What began as a Saturday evening porch event last month to join in a wider effort to honor frontline workers has now become a weekly gig.

Someone had posted flyers asking residents to bang on pots and pans on April 11 to show support for first responders, teachers, nurses, doctors, grocery store staff and other front-line workers. 

"We picked a date and time, and grabbed pots and pans to make some noise and four weeks later we are dancing in the street," said Amy Kostka, an avid runner.

Janine Boucher, a personal fitness trainer, said she and her neighbors all wanted to show their appreciation.

"And it was quite a hit. So we decided as a neighborhood to gather each Saturday night at 7:15 p.m. to have a dance party for hope and peace for community, and to give us courage to get through this," said Boucher.

This Saturday, the weather took a turn for the worse with a few flakes falling, so the party was moved to Sunday, same place, same time.

Two generations of the Sharfstein family are involved: Jerry and Cindy Sharfstein, and their daughters, Amy Rich and Alyssa Englis, and their spouses. 

For Englis, a Rockport school teacher, participation in this gathering was a welcome distraction.

"I love to dance.

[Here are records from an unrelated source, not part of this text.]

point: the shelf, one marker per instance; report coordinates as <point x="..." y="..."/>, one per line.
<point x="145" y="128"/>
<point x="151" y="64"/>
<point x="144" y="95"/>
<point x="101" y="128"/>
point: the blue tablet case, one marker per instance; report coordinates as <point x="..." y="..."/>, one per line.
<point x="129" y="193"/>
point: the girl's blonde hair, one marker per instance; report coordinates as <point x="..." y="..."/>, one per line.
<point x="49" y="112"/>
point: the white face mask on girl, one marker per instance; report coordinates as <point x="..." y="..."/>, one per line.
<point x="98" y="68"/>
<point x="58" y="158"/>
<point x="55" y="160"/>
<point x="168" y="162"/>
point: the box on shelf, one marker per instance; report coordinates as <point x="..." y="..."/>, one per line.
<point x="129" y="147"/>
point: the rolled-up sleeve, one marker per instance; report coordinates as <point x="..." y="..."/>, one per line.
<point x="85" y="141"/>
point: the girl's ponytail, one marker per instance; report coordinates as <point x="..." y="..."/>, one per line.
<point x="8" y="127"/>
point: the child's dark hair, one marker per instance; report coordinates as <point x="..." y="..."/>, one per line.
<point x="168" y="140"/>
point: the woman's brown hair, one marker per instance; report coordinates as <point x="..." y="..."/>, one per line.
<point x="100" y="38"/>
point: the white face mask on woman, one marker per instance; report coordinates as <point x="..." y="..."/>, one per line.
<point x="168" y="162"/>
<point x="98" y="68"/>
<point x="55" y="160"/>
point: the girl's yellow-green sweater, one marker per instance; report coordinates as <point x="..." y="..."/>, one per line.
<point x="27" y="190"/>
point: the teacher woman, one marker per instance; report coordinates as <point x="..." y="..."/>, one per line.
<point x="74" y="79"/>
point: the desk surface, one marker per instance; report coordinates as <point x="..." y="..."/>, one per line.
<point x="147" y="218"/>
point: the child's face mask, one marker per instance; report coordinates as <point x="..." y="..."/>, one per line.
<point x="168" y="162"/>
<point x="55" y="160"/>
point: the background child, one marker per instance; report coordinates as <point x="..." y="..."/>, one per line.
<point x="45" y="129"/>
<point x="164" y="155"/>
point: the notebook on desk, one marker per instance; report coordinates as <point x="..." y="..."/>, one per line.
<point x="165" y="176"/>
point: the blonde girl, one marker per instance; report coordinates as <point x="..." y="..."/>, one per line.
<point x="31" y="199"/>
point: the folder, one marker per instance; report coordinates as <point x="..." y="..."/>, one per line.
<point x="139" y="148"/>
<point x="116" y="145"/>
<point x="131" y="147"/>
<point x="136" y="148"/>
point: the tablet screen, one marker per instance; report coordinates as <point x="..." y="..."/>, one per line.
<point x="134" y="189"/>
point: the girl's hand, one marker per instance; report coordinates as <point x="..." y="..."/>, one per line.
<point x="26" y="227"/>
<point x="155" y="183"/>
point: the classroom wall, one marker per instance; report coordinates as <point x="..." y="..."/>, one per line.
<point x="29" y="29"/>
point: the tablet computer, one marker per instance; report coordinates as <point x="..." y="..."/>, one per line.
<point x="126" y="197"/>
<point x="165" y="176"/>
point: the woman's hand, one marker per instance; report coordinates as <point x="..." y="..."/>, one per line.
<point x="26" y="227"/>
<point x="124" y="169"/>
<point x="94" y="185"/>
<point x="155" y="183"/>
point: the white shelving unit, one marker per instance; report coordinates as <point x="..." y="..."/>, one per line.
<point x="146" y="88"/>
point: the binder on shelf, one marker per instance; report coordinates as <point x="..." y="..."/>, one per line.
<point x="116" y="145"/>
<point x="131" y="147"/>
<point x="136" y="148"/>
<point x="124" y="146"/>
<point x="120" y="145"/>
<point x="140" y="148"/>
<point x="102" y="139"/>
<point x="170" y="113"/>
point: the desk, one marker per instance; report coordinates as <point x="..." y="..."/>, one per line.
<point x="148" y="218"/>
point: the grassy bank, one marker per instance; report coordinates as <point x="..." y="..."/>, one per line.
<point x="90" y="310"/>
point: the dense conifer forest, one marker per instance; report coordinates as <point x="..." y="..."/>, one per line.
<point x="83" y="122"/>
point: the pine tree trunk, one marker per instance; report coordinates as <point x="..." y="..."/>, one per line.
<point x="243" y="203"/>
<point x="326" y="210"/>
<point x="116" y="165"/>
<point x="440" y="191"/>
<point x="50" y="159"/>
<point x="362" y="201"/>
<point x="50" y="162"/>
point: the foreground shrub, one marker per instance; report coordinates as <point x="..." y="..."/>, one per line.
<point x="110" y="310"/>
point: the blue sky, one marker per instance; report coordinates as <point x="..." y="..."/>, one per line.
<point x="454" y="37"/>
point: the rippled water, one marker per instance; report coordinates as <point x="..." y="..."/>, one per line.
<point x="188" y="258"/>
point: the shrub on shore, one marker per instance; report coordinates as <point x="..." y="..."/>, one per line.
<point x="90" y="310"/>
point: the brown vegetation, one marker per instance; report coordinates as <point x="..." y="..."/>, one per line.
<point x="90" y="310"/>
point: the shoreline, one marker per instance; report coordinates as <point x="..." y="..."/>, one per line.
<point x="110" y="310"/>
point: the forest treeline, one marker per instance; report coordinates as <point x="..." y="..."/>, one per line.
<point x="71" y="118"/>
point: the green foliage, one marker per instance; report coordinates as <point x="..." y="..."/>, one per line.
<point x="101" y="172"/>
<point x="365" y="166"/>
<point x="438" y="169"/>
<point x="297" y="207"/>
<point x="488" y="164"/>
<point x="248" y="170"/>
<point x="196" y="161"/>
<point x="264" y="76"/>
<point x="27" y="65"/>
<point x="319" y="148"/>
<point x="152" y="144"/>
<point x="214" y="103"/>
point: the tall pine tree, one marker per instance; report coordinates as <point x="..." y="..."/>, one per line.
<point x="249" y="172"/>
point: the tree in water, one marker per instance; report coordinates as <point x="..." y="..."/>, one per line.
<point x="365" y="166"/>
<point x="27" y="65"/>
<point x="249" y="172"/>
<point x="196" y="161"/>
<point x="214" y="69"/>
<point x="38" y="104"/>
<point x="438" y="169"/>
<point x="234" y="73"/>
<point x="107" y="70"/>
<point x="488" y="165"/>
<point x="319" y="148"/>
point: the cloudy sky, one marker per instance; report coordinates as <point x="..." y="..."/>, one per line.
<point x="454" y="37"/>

I did dance parties on Facebook years ago so when I heard about this dance party, I was all about it. Janine and I are kindred spirits," said Englis, whose husband George is a drummer.

Rich, a vocalist with the band Headlands, may be found singing and dancing nearby.  

For about 15 minutes every Saturday, a passer-by will see residents dancing on their porch, front lawn, tree stump, or in circles or squares drawn in the street with chalk to ensure safe social distancing. Most recently, there was a request for some "disco" music, prompting some participants to don flashy attire for the occasion.

One resident donned a real gas mask during a session, and others may show up with a crazy wig or something else to raise a smile. The dancing neighbors range in age from 3 to more than 70.

Kim Shaw says the "quarantine social distancing dance party" is a welcome event. 

"Neighbors gather and dance and laugh as Janine blasts music from her yard. It is truly the highlight of the week," Shaw said. "Being totally alone in isolation is distressing. One evening a week it is healing to gather and dance and have fun and, for a short time, forget being alone. I am thankful to live in a neighborhood full of fun caring people."

When it is safe to do so, the residents may celebrate with a classic soul train or conga line, but they know that is likely a long way off.

Coincidentally, the initials for the street are TLC, which more often stands for "tender, loving care."